Pour moi, la couleur est très importante et l’a toujours été car elle représente la vie, la joie, le présent. Néanmoins, lorsque j’étais styliste avant de me consacrer à la peinture, un « vrai » métier pour ma famille d’artistes [rire], le week-end, je peignais à mes heures perdues en
utilisant des couleurs très premier degré. J’ai ainsi réalisé des New York dans des tons gris et froids pour le côté béton. Ce n’est qu’avec « Fenêtre sur jungle », une série où la faune et la flore figuratives sont traitées très premier degré, que j’ai utilisé des couleurs saturées. J’ai besoin de ce contraste fort, qui a glissé doucement vers la série « Artificial Life » avec des couleurs très puissantes, joyeuses mais dangereuses et toxiques, symbolisant ces animaux en captivité maintenus en vie artificiellement. Un sujet fascinant, de plus en plus d’actualité, qui me tient réellement en cœur depuis toujours. À travers ce travail, je pointe l’urgence de la situation sans être dans le jugement.

Comment définissez-vous votre style ?
N’ayant pas fréquenté les Beaux-Arts, je n’ai pas un schéma classique et je ne souhaite pas m’inscrire dans un mouvement. J’apprécie de me sentir libre. D’autant que mon style évolue. J’ai commencé par un travail très réaliste, voire premier degré, qui est ensuite devenu plus
onirique et glisse désormais vers le surréalisme.

Pourquoi la jungle vous inspire-t-elle autant ?
Cette inspiration me vient d’un tableau de mon arrière grand-père, Diane et Actéon.

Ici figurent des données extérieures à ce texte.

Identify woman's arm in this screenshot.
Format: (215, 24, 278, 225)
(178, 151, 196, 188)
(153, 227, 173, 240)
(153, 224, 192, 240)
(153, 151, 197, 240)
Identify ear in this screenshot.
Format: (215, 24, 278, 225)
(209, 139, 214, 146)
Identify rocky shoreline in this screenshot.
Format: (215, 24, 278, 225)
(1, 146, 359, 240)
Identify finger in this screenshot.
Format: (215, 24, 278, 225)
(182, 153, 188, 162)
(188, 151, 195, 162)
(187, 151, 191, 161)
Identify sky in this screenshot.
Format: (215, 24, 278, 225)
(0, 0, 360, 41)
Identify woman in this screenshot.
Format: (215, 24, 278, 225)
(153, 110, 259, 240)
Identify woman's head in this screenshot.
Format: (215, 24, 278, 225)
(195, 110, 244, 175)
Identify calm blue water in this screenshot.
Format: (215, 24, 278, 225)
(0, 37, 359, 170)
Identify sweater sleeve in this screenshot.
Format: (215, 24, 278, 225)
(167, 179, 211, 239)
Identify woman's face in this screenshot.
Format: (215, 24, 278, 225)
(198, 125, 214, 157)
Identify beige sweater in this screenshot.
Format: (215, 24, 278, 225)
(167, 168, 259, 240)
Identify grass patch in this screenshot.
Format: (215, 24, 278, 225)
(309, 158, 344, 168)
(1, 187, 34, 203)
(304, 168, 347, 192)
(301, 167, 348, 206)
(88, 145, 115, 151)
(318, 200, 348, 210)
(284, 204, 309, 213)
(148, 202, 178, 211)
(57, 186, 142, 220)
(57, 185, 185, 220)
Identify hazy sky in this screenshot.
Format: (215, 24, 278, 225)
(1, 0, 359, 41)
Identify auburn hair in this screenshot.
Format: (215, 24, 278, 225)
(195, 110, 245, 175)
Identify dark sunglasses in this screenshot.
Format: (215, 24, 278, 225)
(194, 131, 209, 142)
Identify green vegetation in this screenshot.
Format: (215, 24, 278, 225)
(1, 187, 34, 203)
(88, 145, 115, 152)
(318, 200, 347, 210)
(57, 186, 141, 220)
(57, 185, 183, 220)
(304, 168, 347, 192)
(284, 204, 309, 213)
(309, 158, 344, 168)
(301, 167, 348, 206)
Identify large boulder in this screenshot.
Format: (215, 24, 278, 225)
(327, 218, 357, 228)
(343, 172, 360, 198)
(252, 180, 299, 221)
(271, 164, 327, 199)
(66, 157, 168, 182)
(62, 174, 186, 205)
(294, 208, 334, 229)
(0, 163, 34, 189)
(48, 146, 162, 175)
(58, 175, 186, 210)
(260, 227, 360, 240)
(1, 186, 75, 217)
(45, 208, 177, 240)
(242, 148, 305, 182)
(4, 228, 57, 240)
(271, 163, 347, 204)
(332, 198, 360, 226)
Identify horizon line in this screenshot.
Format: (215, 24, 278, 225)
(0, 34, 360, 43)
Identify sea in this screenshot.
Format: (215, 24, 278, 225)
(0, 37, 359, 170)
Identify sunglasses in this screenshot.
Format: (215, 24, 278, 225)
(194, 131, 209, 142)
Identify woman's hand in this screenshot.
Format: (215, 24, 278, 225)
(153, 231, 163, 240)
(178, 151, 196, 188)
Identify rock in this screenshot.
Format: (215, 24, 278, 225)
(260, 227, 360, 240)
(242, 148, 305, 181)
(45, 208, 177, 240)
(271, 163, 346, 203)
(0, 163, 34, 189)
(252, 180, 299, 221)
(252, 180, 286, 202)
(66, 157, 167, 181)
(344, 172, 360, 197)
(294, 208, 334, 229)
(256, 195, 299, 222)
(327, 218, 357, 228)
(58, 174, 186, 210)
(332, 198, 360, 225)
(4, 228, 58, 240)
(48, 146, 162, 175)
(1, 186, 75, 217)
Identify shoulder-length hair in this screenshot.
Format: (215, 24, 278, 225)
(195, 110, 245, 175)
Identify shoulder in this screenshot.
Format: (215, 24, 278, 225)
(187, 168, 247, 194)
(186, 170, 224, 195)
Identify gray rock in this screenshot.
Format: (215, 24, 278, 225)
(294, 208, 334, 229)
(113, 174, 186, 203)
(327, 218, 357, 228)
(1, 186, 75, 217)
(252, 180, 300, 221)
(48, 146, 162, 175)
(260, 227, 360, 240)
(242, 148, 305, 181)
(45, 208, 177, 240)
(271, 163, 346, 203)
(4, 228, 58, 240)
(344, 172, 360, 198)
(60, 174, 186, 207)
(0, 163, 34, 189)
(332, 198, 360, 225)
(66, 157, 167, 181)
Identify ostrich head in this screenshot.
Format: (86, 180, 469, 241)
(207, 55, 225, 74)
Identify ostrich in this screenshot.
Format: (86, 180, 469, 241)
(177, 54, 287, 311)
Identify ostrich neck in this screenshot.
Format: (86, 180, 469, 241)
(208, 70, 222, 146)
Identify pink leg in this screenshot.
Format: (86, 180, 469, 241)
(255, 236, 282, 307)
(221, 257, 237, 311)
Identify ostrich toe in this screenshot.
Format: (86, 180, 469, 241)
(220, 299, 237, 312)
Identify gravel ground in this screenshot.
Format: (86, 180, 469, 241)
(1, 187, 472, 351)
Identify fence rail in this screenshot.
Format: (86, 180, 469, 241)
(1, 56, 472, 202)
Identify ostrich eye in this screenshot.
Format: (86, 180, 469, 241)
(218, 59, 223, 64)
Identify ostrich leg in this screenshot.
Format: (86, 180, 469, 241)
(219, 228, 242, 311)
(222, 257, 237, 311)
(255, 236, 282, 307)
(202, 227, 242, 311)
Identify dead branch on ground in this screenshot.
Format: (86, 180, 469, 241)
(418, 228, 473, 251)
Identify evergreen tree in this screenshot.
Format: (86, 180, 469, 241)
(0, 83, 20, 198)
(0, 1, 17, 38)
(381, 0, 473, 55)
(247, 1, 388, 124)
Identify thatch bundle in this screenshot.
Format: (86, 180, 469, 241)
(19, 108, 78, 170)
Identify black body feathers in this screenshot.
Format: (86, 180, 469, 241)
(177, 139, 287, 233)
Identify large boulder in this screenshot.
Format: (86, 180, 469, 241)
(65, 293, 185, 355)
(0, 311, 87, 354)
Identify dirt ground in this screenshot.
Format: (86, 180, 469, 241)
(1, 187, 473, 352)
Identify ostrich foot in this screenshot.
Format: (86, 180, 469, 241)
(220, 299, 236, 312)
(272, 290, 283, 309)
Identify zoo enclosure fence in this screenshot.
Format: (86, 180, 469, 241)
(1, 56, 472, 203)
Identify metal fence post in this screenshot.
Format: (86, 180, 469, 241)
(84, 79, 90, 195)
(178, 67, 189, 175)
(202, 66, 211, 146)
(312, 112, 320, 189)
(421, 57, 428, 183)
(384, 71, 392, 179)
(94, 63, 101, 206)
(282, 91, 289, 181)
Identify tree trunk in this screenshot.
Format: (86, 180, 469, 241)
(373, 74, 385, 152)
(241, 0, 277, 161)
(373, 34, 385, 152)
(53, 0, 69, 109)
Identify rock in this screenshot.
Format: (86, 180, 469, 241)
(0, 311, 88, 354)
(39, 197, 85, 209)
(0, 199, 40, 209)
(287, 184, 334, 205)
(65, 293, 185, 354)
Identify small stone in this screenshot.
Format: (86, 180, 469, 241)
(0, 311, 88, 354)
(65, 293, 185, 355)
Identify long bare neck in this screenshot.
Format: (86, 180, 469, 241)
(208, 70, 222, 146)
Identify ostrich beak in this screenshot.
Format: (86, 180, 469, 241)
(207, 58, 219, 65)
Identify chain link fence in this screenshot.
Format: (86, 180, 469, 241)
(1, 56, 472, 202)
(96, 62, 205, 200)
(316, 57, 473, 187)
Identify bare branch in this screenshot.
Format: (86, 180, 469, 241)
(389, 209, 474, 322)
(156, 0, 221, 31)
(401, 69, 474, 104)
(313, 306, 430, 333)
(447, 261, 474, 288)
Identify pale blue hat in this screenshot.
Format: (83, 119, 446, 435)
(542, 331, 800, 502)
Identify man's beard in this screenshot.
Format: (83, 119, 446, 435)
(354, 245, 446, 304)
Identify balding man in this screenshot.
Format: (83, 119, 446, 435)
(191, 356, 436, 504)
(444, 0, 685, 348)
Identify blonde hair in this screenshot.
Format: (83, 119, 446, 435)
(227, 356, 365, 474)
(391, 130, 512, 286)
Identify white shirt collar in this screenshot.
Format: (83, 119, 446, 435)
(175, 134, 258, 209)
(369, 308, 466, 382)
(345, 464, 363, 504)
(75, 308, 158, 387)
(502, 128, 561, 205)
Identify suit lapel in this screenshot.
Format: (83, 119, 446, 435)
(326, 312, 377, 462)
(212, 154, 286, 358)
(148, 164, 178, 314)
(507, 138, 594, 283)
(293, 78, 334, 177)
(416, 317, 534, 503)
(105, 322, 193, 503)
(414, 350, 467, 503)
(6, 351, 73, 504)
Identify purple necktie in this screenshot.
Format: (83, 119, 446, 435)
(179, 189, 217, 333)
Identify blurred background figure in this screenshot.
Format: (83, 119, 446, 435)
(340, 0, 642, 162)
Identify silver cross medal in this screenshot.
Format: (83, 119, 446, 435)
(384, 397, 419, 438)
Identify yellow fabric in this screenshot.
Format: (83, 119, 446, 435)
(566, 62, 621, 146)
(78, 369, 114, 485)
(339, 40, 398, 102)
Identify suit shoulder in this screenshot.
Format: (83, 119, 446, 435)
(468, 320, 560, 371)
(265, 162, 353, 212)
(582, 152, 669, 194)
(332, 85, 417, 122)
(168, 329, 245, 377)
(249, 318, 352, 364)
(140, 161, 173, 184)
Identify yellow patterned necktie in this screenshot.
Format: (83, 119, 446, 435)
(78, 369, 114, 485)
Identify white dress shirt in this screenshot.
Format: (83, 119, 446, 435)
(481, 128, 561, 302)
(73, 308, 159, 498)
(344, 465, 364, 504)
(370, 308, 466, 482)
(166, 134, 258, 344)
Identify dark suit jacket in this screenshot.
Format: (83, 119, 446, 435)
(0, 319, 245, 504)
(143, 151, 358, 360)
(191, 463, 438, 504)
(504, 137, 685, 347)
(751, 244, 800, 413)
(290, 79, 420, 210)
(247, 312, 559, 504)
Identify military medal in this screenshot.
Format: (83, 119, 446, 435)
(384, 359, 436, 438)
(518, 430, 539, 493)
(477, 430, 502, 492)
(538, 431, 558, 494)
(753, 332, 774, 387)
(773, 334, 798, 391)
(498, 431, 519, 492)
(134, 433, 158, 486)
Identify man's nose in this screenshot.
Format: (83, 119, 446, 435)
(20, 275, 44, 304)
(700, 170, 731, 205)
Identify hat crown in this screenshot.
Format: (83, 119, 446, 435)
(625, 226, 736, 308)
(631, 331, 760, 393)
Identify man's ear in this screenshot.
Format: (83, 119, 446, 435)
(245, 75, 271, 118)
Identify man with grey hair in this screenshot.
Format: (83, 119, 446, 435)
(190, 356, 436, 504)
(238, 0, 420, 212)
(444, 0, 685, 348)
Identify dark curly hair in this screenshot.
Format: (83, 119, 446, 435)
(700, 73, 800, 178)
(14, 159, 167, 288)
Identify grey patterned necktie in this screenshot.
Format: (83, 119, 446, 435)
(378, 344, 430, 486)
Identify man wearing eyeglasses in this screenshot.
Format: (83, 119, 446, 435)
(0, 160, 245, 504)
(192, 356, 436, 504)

Lorsqu’il est mort dans cet accident d’avion, mon arrière-grand-mère a gardé l’atelier et la maison dans laquelle ils vivaient en l’état pendant des dizaines d’années. À 18 ans, pour mes études, je me suis installée chez ma grand-mère, unique fille du couple. En arrivant dans ce « Titanic » de 1949, j’ai mûri dans cet univers, au milieu des toiles. Quand ma grand-mère nous a quittés, tous les tableaux ont été vendus, un crève-cœur pour moi, particulièrement Diane et Actéon. Ainsi est né Jungle, un Diane et Actéon « à ma sauce»… sans Diane, Actéon et les chiens. Cela m’a permis de faire le deuil de l’œuvre de mon aïeul. Et j’ai pris un tel plaisir en peignant Jungle que j’ai eu envie de continuer dans cette veine… avec d’abord des couleurs saturées mais assez sages.